I think I have always been a creative craftsman. There is always a little side project I am working on. For one year, I have soaked and pealed off specialty beer labels in order to remodel a coffee table that I got for free, with the help of wallpaper paste and clear cote. Last year, when I couldn’t stand the leaking shower cap anymore and replaced it myself, I was crowned a ‘Polish plasterer’ by a flatmate. And at the moment, there are basil plants growing under a Knex green house on my window sill.
‘The DYI fire can’t be contained anymore’
Now, because of Covid-19 and the advise of my haematologist – I have had leukemia in the past – I moved back to my mother. The less social contact, the better. So I don’t walk to Jumbo every day anymore. I also don’t eat together with friends and flatmates. And the ’vrijmibo’ is now taking place via Skype. My mother is practically the only one that I see at the moment. This lack of social interaction (or control?) is making my inner handyman restless. The DYI fire can’t be contained anymore.

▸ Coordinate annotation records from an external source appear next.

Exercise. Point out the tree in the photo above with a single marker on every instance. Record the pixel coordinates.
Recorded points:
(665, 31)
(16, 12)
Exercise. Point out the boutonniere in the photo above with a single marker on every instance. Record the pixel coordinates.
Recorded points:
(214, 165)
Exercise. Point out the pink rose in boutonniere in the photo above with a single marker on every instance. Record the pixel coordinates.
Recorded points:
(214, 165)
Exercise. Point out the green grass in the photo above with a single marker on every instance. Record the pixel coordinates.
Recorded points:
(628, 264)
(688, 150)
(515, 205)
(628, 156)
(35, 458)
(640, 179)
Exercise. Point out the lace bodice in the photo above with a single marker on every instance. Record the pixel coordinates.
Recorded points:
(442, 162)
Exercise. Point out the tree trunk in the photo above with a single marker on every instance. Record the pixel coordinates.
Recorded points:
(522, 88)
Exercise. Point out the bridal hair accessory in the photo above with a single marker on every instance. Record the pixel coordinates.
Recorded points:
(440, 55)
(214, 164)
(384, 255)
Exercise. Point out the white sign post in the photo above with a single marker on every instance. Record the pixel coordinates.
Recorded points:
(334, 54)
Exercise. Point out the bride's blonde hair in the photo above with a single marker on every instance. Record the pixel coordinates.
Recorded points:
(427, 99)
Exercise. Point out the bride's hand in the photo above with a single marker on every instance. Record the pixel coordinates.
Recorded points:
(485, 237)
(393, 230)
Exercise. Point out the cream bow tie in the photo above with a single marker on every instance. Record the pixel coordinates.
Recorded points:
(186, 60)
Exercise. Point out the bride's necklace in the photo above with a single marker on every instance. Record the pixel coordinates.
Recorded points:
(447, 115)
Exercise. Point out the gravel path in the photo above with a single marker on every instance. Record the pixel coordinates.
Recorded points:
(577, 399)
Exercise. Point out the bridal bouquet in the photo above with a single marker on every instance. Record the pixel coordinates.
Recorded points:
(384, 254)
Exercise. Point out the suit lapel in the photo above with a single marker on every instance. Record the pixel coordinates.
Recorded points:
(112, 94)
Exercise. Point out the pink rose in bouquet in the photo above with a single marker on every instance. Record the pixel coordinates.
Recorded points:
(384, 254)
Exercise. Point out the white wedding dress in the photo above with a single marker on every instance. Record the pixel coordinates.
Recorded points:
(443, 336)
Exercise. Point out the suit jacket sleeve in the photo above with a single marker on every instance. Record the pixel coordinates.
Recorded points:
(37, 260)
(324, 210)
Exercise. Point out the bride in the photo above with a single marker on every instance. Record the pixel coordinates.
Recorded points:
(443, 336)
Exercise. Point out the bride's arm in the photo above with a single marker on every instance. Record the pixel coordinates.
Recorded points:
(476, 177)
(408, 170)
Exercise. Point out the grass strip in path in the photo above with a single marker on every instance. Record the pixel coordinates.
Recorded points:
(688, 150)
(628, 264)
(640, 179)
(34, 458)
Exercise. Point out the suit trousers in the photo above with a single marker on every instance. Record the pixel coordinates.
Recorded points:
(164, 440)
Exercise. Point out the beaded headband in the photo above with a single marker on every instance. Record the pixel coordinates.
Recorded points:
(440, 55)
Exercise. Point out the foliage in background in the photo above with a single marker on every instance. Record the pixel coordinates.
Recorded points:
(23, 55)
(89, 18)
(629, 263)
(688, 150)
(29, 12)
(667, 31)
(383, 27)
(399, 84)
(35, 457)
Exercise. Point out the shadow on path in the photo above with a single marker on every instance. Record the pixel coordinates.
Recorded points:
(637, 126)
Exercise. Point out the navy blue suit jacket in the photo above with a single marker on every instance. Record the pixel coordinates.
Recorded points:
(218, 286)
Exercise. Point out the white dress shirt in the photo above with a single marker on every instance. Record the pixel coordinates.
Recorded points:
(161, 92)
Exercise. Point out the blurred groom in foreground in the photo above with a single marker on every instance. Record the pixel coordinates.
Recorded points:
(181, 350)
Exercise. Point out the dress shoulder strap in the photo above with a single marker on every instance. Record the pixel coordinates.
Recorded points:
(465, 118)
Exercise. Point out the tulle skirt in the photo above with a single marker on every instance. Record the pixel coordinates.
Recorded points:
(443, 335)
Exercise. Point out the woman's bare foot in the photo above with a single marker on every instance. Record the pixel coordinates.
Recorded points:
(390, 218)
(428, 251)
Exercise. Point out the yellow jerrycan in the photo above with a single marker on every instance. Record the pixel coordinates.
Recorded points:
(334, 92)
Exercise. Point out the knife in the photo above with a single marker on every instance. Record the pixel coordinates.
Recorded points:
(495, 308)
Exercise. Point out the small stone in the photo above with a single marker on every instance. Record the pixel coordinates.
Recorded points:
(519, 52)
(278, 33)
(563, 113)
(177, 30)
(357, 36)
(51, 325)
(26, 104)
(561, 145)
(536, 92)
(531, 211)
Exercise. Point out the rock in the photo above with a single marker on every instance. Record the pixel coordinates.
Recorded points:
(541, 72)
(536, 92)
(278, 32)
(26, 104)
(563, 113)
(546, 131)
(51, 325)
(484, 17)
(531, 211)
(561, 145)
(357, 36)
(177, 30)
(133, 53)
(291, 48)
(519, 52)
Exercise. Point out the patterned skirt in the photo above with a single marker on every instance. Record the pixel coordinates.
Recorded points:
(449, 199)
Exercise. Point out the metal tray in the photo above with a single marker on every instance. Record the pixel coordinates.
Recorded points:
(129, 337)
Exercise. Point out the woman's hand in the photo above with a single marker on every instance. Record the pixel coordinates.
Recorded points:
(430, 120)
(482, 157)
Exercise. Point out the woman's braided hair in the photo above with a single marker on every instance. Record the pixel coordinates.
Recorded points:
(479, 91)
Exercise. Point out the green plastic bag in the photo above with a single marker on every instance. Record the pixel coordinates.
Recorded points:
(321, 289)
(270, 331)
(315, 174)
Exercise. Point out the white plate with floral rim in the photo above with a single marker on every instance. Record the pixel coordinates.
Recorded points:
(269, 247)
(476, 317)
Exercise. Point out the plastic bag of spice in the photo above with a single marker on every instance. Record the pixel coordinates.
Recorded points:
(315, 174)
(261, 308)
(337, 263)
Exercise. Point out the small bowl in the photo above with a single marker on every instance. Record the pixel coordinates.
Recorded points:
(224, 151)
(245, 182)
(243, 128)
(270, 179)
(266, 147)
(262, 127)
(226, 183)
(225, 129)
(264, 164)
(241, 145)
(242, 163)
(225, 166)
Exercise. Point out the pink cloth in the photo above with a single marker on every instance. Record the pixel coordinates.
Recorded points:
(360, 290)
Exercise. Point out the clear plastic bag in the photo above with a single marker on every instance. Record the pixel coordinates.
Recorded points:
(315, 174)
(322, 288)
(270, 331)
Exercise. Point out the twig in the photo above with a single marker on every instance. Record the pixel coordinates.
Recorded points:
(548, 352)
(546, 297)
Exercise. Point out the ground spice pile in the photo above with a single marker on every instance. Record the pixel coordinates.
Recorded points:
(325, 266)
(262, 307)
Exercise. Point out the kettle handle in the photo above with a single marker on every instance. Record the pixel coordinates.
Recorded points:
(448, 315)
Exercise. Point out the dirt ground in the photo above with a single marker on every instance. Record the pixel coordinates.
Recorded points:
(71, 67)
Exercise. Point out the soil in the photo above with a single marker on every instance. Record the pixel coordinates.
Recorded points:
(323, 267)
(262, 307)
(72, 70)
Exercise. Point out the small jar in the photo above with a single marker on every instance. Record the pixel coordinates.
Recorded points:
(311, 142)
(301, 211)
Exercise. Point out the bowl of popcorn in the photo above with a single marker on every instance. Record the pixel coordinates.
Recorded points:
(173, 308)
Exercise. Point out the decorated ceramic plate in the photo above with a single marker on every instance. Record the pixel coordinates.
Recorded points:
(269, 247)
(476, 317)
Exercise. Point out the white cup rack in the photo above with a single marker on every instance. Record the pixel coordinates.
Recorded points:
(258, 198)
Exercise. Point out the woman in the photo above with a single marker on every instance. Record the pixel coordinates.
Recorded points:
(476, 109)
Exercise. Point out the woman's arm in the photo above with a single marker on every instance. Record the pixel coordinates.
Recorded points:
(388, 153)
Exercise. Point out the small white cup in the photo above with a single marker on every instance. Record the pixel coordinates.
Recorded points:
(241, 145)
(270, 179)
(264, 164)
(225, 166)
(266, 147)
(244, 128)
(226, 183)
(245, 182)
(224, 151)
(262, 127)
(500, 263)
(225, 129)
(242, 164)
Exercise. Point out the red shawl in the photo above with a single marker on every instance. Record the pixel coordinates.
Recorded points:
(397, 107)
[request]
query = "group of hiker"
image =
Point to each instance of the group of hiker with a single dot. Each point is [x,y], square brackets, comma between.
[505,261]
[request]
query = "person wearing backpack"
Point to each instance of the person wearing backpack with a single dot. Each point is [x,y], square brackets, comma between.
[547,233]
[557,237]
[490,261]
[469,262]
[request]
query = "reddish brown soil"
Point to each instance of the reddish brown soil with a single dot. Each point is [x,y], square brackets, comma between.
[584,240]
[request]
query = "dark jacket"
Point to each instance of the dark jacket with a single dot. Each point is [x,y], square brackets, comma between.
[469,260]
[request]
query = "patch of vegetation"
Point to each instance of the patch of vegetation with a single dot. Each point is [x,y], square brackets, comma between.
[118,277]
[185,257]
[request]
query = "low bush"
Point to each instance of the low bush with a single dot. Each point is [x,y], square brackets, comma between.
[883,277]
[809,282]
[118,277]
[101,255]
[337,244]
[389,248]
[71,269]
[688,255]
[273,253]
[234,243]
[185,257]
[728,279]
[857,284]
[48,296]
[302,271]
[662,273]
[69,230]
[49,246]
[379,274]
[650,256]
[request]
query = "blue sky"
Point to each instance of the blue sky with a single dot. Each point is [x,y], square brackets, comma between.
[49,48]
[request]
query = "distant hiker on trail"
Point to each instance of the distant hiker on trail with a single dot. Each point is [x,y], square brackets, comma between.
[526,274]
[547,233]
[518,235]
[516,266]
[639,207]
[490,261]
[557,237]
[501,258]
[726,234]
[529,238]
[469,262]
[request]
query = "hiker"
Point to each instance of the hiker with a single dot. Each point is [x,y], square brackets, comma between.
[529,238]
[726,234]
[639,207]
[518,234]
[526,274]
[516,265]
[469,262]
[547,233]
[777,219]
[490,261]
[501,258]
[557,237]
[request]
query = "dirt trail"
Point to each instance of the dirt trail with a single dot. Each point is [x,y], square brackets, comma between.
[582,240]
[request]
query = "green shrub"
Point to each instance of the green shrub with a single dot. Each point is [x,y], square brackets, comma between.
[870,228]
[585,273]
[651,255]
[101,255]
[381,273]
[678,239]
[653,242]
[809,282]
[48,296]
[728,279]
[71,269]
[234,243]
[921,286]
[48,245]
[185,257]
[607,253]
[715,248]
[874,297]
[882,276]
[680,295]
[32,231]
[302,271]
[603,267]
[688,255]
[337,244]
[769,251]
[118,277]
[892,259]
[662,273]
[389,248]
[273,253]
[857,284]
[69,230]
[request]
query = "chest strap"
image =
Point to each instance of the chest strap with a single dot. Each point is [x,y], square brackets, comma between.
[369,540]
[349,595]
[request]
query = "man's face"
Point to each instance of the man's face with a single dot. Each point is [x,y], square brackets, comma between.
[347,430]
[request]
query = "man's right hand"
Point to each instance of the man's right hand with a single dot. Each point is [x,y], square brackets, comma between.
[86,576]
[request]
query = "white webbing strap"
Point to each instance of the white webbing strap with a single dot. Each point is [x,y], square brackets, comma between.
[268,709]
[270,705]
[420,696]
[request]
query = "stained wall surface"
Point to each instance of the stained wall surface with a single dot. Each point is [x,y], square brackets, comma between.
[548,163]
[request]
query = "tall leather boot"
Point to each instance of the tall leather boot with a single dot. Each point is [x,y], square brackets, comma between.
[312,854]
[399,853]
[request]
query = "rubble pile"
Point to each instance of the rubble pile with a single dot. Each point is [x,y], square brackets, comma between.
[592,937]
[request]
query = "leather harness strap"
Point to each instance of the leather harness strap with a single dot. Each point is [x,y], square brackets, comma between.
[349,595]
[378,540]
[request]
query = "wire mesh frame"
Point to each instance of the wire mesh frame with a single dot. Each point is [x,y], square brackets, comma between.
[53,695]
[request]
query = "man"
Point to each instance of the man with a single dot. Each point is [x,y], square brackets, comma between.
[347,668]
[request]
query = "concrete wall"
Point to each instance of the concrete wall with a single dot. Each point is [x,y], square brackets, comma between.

And as if Silicon Valley could smell it, the YouTube algorithm is playing into my do-it-yourself-drive. One do-it-yourself-channel after another is popping up in my recommendations. Escape is impossible. Ever since I have seen a video about all the things one can do with LED-lights, my mind has been occupied entirely by the thought of updating my toy greenhouse.
The fact that I don’t have a clue about soldering and electrical engineering doesn’t get in the way: a soldering iron has been ordered and is lying next to my writing desk since a few days. I can fix a frame from an old bed frame and then, hopefully, the only thing left to do is installing the lamps. Shouldn’t be too difficult, right? Another video about connecting LED-lights in circuit and my basil plants won’t know what hit them, yippie-yeahyeah-yippieyippie-yeah!